Uncertainty around U.S. tariffs remains, but the worst-case scenario has largely been ruled out as progress toward trade deals is being made. In our base case scenario, economic growth should slow, but not stop, and any rise in inflation should prove temporary. Stocks can perform well against this backdrop if policy, earnings and investor sentiment cooperate, and bonds offer decent return potential with only moderate valuation risk.
Economy
Tariffs are set to exert a substantial drag on economic growth with modest 2025 GDP growth forecasts of sub-2% across the developed world. A mild 2025 slump triggered by tariffs is also expected for most emerging markets.
Next year should be somewhat better with the worst of the tariff adjustment complete and U.S. tax cuts acting as a tailwind.
Because of tariffs, U.S. annual inflation rates of 3.0% in both 2025 and 2026 are expected with a projected peak of 3.5% in late autumn.
U.S. exceptionalism is in retreat, with adverse implications for the dollar and the broader investment landscape.
RBC GAM GDP forecast for developed markets
Note: As of May 29, 2025. Source: RBC GAM
Fixed Income
Central banks are proceeding with caution as they weigh U.S. policy uncertainty and competing priorities of economic weakness and inflation strength calling for opposite action.
The U.S. 30-year yield climbed to above 5% in May 2025, the highest since late 2023, on fiscal concerns.
Further increases in real rates are likely limited over the long term by structural factors. As a result, the U.S. 10-year yield at 4.40% is appealing, situated slightly above the upper boundary of our model’s estimate of equilibrium.
We forecast that the U.S. 10-year yield will decline marginally to 4.25% over the year ahead, delivering mid-single digit returns with modest valuation risk.
U.S. 10-year T-bond yield
Equilibrium range
Note: As of May 31, 2025. Source: RBC GAM
Equity Markets
The tariffs sparked an intense sell-off that pushed many technical and sentiment indicators to extremes and shifted leadership away from U.S. stocks.
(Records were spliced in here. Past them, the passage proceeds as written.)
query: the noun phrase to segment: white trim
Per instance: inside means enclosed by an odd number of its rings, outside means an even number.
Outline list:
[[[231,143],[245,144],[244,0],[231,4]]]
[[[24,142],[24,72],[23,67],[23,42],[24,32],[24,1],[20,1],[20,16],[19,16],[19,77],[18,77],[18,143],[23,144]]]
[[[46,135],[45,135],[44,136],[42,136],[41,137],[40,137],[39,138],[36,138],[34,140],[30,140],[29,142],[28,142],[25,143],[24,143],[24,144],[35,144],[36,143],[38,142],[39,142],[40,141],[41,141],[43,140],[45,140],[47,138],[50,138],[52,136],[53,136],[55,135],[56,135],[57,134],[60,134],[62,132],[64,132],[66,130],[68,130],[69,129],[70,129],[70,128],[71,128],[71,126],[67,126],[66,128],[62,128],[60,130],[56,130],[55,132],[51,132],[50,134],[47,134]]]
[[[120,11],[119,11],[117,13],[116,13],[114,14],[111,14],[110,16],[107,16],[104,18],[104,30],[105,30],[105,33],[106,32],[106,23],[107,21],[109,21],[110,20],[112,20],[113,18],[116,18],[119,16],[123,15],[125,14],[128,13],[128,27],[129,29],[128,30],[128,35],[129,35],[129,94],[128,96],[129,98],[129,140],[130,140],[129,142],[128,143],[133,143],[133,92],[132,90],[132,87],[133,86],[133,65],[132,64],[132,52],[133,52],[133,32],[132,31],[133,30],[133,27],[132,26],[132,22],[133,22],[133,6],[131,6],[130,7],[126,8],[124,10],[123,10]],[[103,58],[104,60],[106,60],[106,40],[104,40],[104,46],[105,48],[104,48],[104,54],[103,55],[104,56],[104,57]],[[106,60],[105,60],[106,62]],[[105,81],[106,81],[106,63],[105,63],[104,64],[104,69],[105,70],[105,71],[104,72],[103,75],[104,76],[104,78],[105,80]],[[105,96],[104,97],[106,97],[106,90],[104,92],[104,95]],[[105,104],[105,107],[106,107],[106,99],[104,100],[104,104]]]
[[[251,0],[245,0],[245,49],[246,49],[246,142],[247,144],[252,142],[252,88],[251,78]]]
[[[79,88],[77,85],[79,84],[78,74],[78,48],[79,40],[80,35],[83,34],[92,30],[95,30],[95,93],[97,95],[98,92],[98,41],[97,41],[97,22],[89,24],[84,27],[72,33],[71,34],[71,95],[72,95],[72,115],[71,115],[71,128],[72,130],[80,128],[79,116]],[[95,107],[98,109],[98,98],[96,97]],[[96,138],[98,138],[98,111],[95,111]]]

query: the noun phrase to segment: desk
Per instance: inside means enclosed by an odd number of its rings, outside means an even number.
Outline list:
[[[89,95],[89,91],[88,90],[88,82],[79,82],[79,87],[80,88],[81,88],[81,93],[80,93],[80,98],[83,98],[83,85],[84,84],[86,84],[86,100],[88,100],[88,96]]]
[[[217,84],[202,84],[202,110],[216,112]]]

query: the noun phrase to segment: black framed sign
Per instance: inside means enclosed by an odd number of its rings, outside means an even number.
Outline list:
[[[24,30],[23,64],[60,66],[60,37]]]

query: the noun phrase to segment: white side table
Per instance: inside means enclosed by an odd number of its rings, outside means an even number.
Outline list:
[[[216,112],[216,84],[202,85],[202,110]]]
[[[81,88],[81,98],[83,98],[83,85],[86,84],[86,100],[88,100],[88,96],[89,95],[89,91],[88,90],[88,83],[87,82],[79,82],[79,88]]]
Subsequent progress on trade propelled the S&P 500 back to levels which make further gains increasingly dependent on strong earnings growth and elevated investor confidence.
Uncertainty around U.S. trade policy has depressed S&P 500 earnings estimates, with analysts now pencilling in 8.5% aggregate profit growth in 2025 and 13.5% in 2026, down from 14% and 15%, respectively, earlier this year.
Our models suggest that global equities are fairly priced and offer attractive return potential, especially non-U.S. markets.